C. GONZÁLEZ, L. BRAVO-SÁNCHEZ, P. ARBELÁEZ
Joint Workshop on Augmented Environments for Computer-Assisted Interventions (AE-CAI), Computer Assisted and Robotic Endoscopy (CARE), and OR 2.0 Context Aware Operating Theaters (OR2.0)
We present the first experimental framework for segmenting instruments in surgical scenes guided by natural language descriptions. Previous approaches rely exclusively on visual cues, thus ignoring the fine-grained nature of the problem. We exploit the rich domain knowledge of function by introducing structured descriptions. Our method, the Language-Guided Instrument (LGI) Segmentation network, merges three levels of information to compute the probability of an object candidate belonging to each surgical instrument category: context information (the image’s features), local information (the candidate’s features) and language information (a sentence per class), in which we include the differentiating details of each instrument type.

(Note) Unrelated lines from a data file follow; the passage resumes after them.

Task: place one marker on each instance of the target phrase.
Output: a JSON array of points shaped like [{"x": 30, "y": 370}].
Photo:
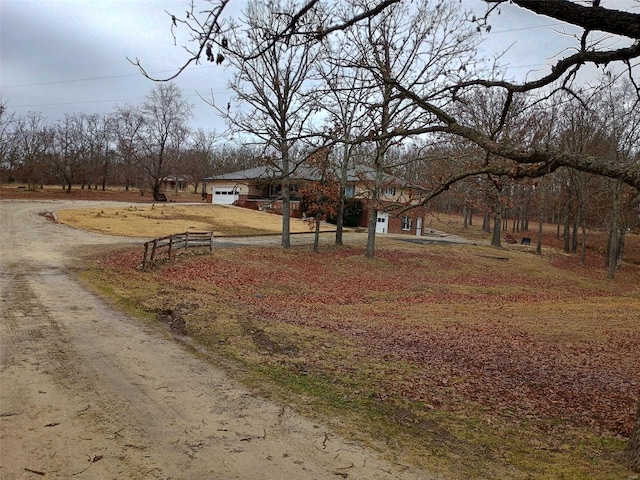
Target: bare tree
[
  {"x": 69, "y": 152},
  {"x": 128, "y": 123},
  {"x": 274, "y": 106},
  {"x": 165, "y": 114}
]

We perform a comprehensive experimental evaluation over the standard benchmarks for the task and we show that LGI enhances the performance of different backbone instance segmentation methods, obtaining a significant improvement over the state-of-the-art. To the best of our knowledge, we propose the first experimental framework for jointly applying vision and language to a high-impact global healthcare problem.